11  Comparing linear and non-linear models

11.1 Trying a random forest model

So far, the only model we’ve used in this book is logistic regression. But what if you wanted to try a different model?

One great thing about the scikit-learn API is that once you’ve built a workflow, you can easily swap in a different model, usually without making any other changes to your workflow. This is a huge benefit of scikit-learn, since it’s not possible to know ahead of time which model is going to work best for a given problem and dataset. This is also known as the “no free lunch” theorem.

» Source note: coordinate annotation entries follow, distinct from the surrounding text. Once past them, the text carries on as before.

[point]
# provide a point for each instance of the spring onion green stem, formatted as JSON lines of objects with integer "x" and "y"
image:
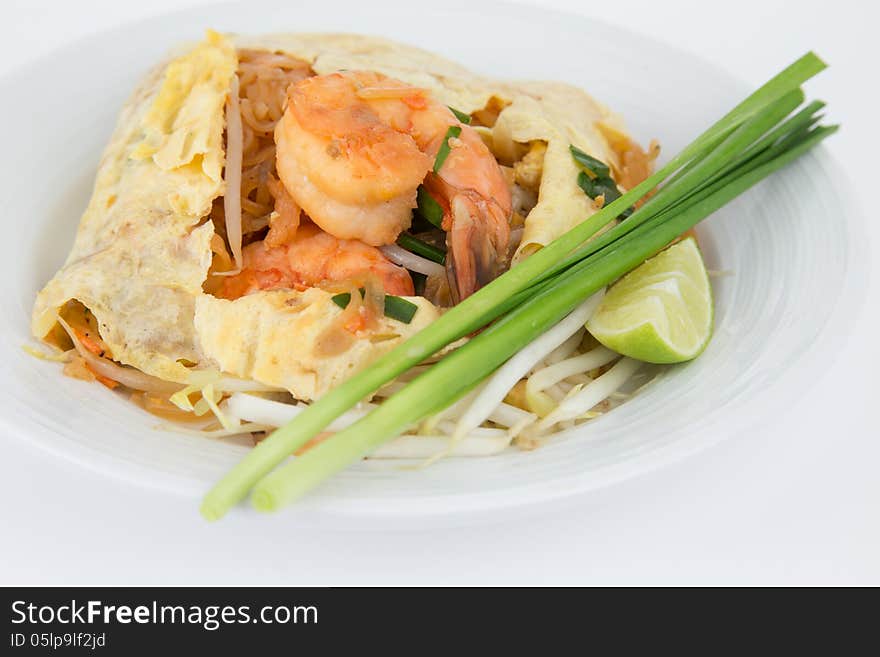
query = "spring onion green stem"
{"x": 531, "y": 297}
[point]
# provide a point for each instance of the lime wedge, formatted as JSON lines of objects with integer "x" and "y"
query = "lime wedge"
{"x": 661, "y": 312}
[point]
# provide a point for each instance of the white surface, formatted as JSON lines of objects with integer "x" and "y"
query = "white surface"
{"x": 793, "y": 502}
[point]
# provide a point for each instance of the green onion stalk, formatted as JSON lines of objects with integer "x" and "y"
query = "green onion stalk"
{"x": 752, "y": 141}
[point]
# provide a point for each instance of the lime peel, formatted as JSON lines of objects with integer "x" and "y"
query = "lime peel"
{"x": 662, "y": 311}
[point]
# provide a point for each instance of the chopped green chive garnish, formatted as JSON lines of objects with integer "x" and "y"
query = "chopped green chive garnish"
{"x": 751, "y": 142}
{"x": 395, "y": 307}
{"x": 596, "y": 179}
{"x": 595, "y": 187}
{"x": 598, "y": 168}
{"x": 428, "y": 208}
{"x": 417, "y": 246}
{"x": 461, "y": 116}
{"x": 453, "y": 132}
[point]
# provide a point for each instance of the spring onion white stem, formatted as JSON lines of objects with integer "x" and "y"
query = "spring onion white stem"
{"x": 276, "y": 414}
{"x": 411, "y": 261}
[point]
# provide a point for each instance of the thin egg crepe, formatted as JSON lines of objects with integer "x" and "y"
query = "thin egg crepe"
{"x": 143, "y": 248}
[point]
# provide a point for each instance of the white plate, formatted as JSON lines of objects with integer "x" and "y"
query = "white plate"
{"x": 790, "y": 244}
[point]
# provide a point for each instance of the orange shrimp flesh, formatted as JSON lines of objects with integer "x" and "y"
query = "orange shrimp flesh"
{"x": 312, "y": 258}
{"x": 352, "y": 150}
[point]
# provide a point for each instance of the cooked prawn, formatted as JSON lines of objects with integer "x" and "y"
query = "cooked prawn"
{"x": 352, "y": 150}
{"x": 310, "y": 259}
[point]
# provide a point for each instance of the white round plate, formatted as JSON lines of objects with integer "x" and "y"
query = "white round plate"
{"x": 788, "y": 247}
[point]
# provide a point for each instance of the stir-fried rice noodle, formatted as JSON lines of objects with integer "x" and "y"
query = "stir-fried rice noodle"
{"x": 559, "y": 381}
{"x": 263, "y": 203}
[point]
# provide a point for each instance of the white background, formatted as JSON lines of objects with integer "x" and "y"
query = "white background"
{"x": 796, "y": 502}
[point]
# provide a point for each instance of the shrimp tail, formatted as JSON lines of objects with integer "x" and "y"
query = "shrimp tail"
{"x": 476, "y": 241}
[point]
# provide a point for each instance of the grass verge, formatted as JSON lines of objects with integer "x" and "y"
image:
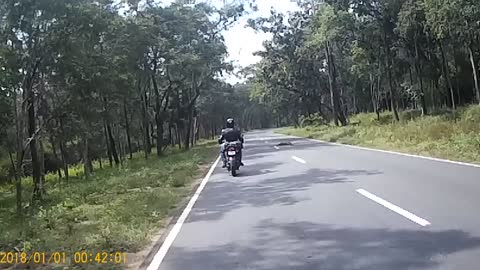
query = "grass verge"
{"x": 449, "y": 135}
{"x": 118, "y": 209}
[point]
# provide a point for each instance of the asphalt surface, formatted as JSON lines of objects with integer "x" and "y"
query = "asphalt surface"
{"x": 301, "y": 207}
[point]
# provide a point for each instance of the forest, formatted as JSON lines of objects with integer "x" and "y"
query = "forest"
{"x": 83, "y": 81}
{"x": 108, "y": 108}
{"x": 336, "y": 58}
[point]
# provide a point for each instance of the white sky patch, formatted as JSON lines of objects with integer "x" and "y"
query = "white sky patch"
{"x": 242, "y": 41}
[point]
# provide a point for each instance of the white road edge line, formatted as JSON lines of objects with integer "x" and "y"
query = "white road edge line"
{"x": 399, "y": 153}
{"x": 394, "y": 208}
{"x": 158, "y": 258}
{"x": 299, "y": 160}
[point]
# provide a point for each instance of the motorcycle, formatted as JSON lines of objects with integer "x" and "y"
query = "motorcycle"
{"x": 233, "y": 161}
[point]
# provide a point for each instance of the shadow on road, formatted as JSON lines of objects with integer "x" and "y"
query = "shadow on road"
{"x": 220, "y": 197}
{"x": 312, "y": 246}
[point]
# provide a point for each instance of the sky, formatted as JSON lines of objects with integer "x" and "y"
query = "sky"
{"x": 241, "y": 41}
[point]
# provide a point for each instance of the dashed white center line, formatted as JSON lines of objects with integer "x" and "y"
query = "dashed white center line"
{"x": 394, "y": 208}
{"x": 297, "y": 159}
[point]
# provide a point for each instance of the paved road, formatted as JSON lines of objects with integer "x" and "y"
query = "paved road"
{"x": 321, "y": 206}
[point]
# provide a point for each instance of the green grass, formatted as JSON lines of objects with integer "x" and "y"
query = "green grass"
{"x": 118, "y": 209}
{"x": 451, "y": 135}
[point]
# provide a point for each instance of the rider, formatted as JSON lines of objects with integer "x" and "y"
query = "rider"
{"x": 230, "y": 134}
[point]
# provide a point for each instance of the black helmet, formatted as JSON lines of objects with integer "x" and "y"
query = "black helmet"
{"x": 230, "y": 123}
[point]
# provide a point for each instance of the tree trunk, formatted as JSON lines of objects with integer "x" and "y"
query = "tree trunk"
{"x": 159, "y": 122}
{"x": 54, "y": 151}
{"x": 335, "y": 99}
{"x": 475, "y": 73}
{"x": 87, "y": 164}
{"x": 446, "y": 73}
{"x": 37, "y": 191}
{"x": 189, "y": 128}
{"x": 148, "y": 144}
{"x": 393, "y": 94}
{"x": 112, "y": 144}
{"x": 127, "y": 130}
{"x": 107, "y": 143}
{"x": 18, "y": 182}
{"x": 63, "y": 151}
{"x": 418, "y": 68}
{"x": 41, "y": 161}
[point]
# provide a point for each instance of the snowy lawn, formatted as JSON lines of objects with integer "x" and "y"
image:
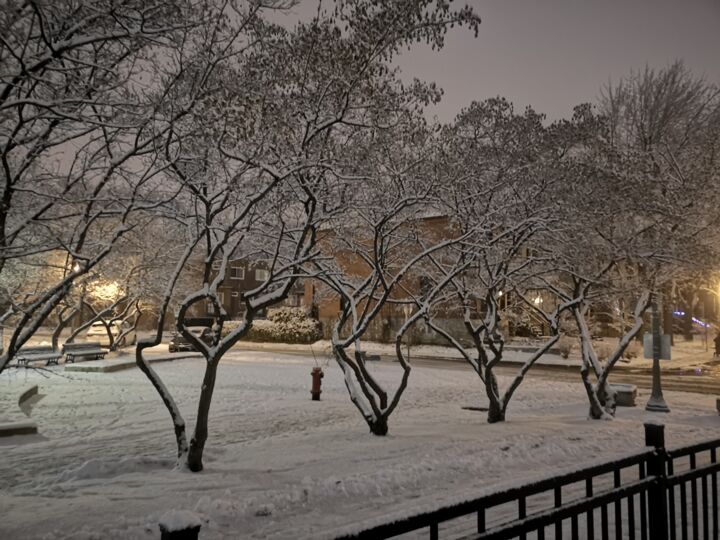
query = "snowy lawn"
{"x": 279, "y": 465}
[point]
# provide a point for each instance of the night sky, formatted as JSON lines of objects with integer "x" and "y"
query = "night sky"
{"x": 554, "y": 54}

In this chapter, we’re going to try out the random forest model, which is one of the most well-known models in Machine Learning. Whereas logistic regression is a linear model, random forests is a non-linear model based on decision trees. These two types of models have different overall properties, thus it may turn out that one type is better suited to this particular problem.

Random forest model:

  • Non-linear model
  • Based on decision trees
  • Different properties from logistic regression

We start out by importing the RandomForestClassifier class from the ensemble module, and creating an instance called rf. Because there’s randomness involved in a random forest, we’ll set a random state for reproducibility. And because building a random forest can be computationally expensive, it has its own n_jobs parameter (just like grid search and randomized search), which we’ll set to -1 to enable parallel processing.

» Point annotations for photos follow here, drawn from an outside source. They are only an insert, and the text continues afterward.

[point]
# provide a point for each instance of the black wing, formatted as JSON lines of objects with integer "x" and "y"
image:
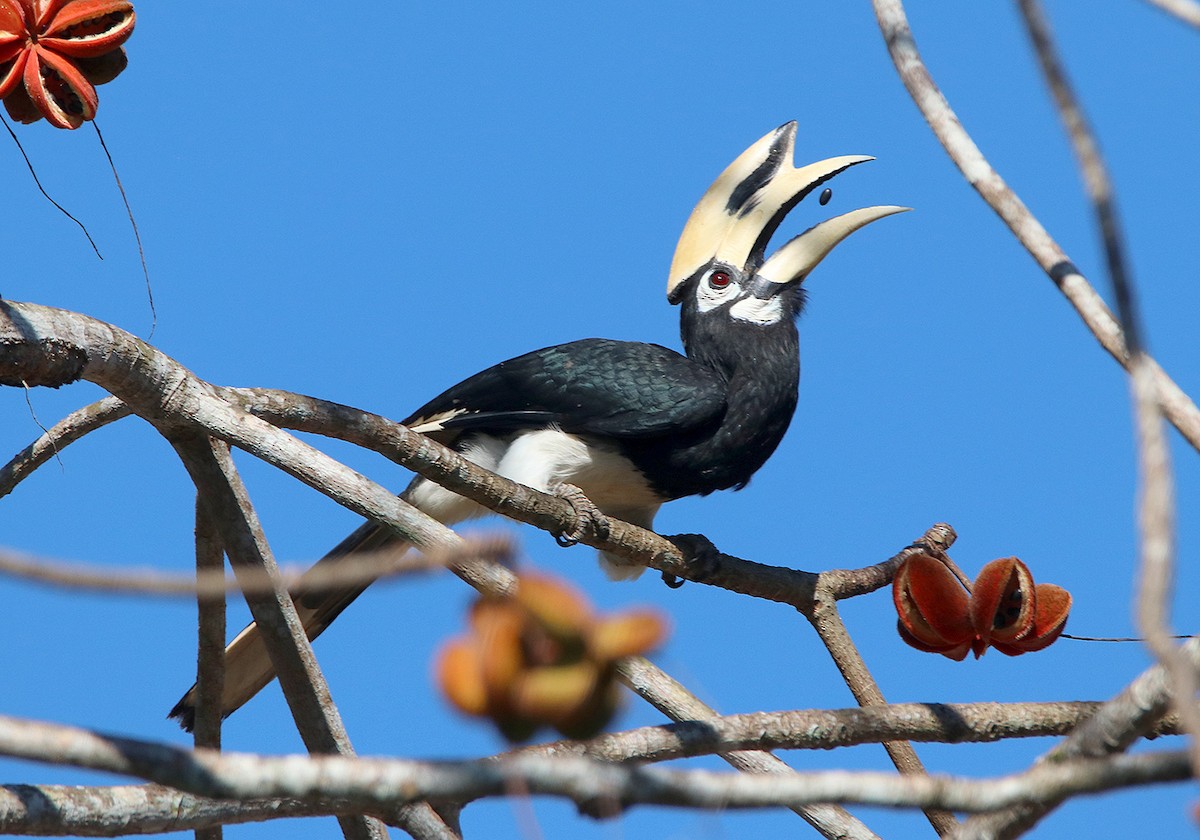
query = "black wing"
{"x": 616, "y": 389}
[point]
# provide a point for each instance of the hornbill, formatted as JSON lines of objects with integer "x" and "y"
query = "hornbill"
{"x": 627, "y": 425}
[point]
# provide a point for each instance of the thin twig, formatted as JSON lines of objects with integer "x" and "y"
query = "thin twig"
{"x": 211, "y": 636}
{"x": 133, "y": 223}
{"x": 1188, "y": 11}
{"x": 66, "y": 431}
{"x": 295, "y": 579}
{"x": 42, "y": 190}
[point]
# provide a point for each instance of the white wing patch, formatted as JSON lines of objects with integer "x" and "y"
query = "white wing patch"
{"x": 759, "y": 310}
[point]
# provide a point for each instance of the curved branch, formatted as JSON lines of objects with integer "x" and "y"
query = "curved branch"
{"x": 377, "y": 785}
{"x": 66, "y": 431}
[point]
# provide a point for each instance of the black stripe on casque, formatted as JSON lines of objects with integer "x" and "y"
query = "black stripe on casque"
{"x": 759, "y": 252}
{"x": 742, "y": 198}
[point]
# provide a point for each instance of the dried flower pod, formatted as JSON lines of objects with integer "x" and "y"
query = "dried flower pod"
{"x": 1005, "y": 609}
{"x": 543, "y": 658}
{"x": 933, "y": 607}
{"x": 54, "y": 52}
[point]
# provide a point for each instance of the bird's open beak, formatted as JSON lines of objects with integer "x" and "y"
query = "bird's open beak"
{"x": 735, "y": 220}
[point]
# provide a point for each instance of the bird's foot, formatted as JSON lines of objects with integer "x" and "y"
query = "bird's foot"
{"x": 701, "y": 556}
{"x": 587, "y": 516}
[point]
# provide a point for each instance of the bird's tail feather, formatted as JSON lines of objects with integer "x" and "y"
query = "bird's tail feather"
{"x": 247, "y": 665}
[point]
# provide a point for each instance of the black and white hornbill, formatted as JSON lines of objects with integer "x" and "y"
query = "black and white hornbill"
{"x": 628, "y": 424}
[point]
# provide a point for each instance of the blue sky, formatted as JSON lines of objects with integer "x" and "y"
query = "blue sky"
{"x": 370, "y": 205}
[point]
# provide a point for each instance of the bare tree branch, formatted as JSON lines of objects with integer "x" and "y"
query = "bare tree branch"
{"x": 210, "y": 646}
{"x": 1188, "y": 11}
{"x": 679, "y": 705}
{"x": 1176, "y": 406}
{"x": 228, "y": 507}
{"x": 66, "y": 431}
{"x": 357, "y": 569}
{"x": 48, "y": 810}
{"x": 1157, "y": 503}
{"x": 828, "y": 729}
{"x": 377, "y": 784}
{"x": 827, "y": 622}
{"x": 121, "y": 810}
{"x": 1115, "y": 726}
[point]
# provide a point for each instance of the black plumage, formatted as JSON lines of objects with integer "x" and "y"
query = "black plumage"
{"x": 633, "y": 425}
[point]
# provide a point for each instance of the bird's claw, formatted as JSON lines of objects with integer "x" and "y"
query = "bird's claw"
{"x": 587, "y": 516}
{"x": 702, "y": 558}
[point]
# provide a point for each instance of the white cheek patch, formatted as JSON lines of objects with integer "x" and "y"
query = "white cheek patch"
{"x": 759, "y": 310}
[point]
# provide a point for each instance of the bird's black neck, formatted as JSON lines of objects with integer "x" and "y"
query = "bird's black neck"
{"x": 761, "y": 367}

from sklearn.ensemble import RandomForestClassifier
rf = RandomForestClassifier(random_state=1, n_jobs=-1)

We’ll create a new Pipeline object called rf_pipe that uses random forests instead of logistic regression.

rf_pipe = make_pipeline(ct, rf)
rf_pipe
Pipeline(steps=[('columntransformer',
                 ColumnTransformer(transformers=[('pipeline',
                                                  Pipeline(steps=[('simpleimputer',
                                                                   SimpleImputer(fill_value='missing',
                                                                                 strategy='constant')),
                                                                  ('onehotencoder',
                                                                   OneHotEncoder())]),
                                                  ['Embarked', 'Sex']),
                                                 ('countvectorizer',
                                                  CountVectorizer(), 'Name'),
                                                 ('simpleimputer',
                                                  SimpleImputer(),
                                                  ['Age', 'Fare']),
                                                 ('passthrough', 'passthrough',
                                                  ['Parch'])])),
                ('randomforestclassifier',
                 RandomForestClassifier(n_jobs=-1, random_state=1))])
ColumnTransformer(transformers=[('pipeline',
                                 Pipeline(steps=[('simpleimputer',
                                                  SimpleImputer(fill_value='missing',
                                                                strategy='constant')),
                                                 ('onehotencoder',
                                                  OneHotEncoder())]),
                                 ['Embarked', 'Sex']),
                                ('countvectorizer', CountVectorizer(), 'Name'),
                                ('simpleimputer', SimpleImputer(),
                                 ['Age', 'Fare']),
                                ('passthrough', 'passthrough', ['Parch'])])
['Embarked', 'Sex']
SimpleImputer(fill_value='missing', strategy='constant')
OneHotEncoder()
Name
CountVectorizer()
['Age', 'Fare']
SimpleImputer()
['Parch']
passthrough
RandomForestClassifier(n_jobs=-1, random_state=1)

And we can cross-validate it to generate a baseline accuracy, which is 0.811. This accuracy is nearly identical to the baseline accuracy of our logistic regression Pipeline, but it’s likely that we can improve it through hyperparameter tuning.

cross_val_score(rf_pipe, X, y, cv=5, scoring='accuracy').mean()
0.811436821291821

Pipeline accuracy scores:

  • Grid search (LR): 0.828
  • Baseline (LR): 0.811
  • Baseline (RF): 0.811

As an aside, I’ve simplified the Pipeline accuracy scores table to only include the most important scores from the previous chapter. As you might guess, “LR” stands for logistic regression and “RF” stands for random forests. And going forward, I’ll always use the term “baseline” in this table to describe a Pipeline that has not undergone any hyperparameter tuning via grid search or randomized search.